Saturday, 15 February 2020

Saturday Rave: the Great and the Unready.

Alfred and Catherine were great, weren't they? 

In fact, they were better than great, they were Great. I refer, of course, to Catherine the Great of Russia, and Alfred the Great of those bits of England that weren't currently over-run by someone else.

It does help to have a single word to stick onto people so you can put them in a slot in you mind. The English king Æthelred the Unready,* is an obvious example, as is poor Bloody Mary (it wasn't that she had an over-fondness for cocktails, it was that she killed a lot of Protestants).

Then there was Ivan the terrible (well, you know not to invite him to tea) and Vlad the Impaler (don't even open the door!).

And then there are the people you can't help pitying, like the Scots Earl of Douglas Archibald the Loser, for instance. (He died in battle, yes, but he was Earl for twenty four years and it can't all have been a complete disaster. Can it?) Then there are the French King Louis the Unavoidable (who was actually in prison or in exile for most of his reign, so he was actually very easily avoidable indeed until the Emperor Napoleon was thrown out); the Norwegian Haakon the Crazy (who was sane enough (for a king, anyway) but tended to go berserk in battle); and the Bulgarian Ivaylo the Cabbage (who, remarkably, led a successful peasants' revolt and became king for a year or so. He must have been quite a guy.).

These are all remarkable individuals, but as for today, as it's their birthdays, I dedicate this post to Ivan the Young (1458 - 1490), son of Ivan III of Russia; and Piero the Unfortunate, Italian ruler 1471 - 1503.

I'm just hope they never knew what their chief claim to fame was going to be, that's all.

Word To Use Today: nickname. This started off as an ekename, but then the n went AWOL. Eke means addition.

*Æthelred means well advised, and Unready comes from unræd, which means poorly advised. 

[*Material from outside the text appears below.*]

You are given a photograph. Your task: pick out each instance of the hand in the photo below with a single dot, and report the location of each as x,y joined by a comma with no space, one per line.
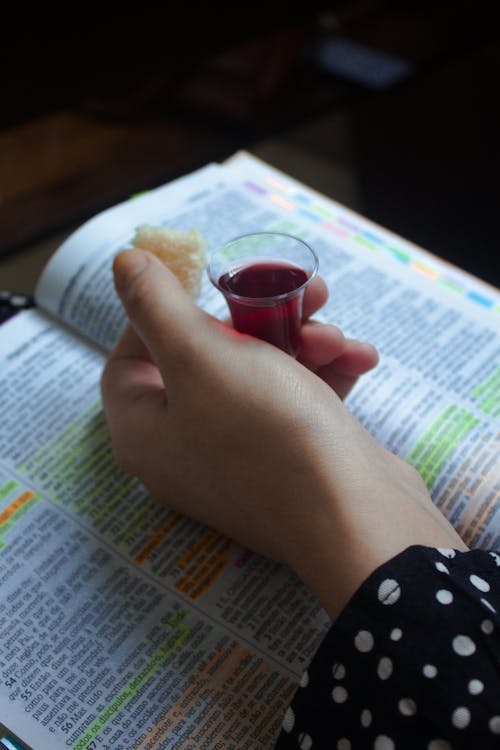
235,433
325,351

Yes, people have been making bad puns for a long time.




Friday, 14 February 2020

Word To Use Today: spoil.

Yesterday, my husband received an email headlined:

How To Spoil Your Valentine

Luckily, the rest of the text referred to a list of gifts, not activities designed to ruin our day.

File:Red rose bouquet.JPG
photo by Dawid Skalec

Word To Use Today: spoil. This confusing word can be a heap of earth excavated from a hole - so waste, more or less (the same sort of meaning turns up in spoiled food) - but on the other hand the spoils of crime are the valuable bits you want to keep.

The word comes from the Old French espoillier, from the Latin spoliāre, to strip, from spolium, booty.


Thursday, 13 February 2020

Sorted! a rant.

On a display of bottles of pink gin:

File:I Am Khanyi Gin.jpg
photo by Dmusanhu


in my local Sainburys supermarket there is a notice which says:


Valentine's Day: sorted!

.....

and I really don't think that's truly in the spirit of the occasion.

Word To Use Today: sort. The Latin word sors means fate. 

Fate, as in fatal, is what might quite easily happen if you forget Valentine's Day.

So perhaps that notice has something to say for it, after all.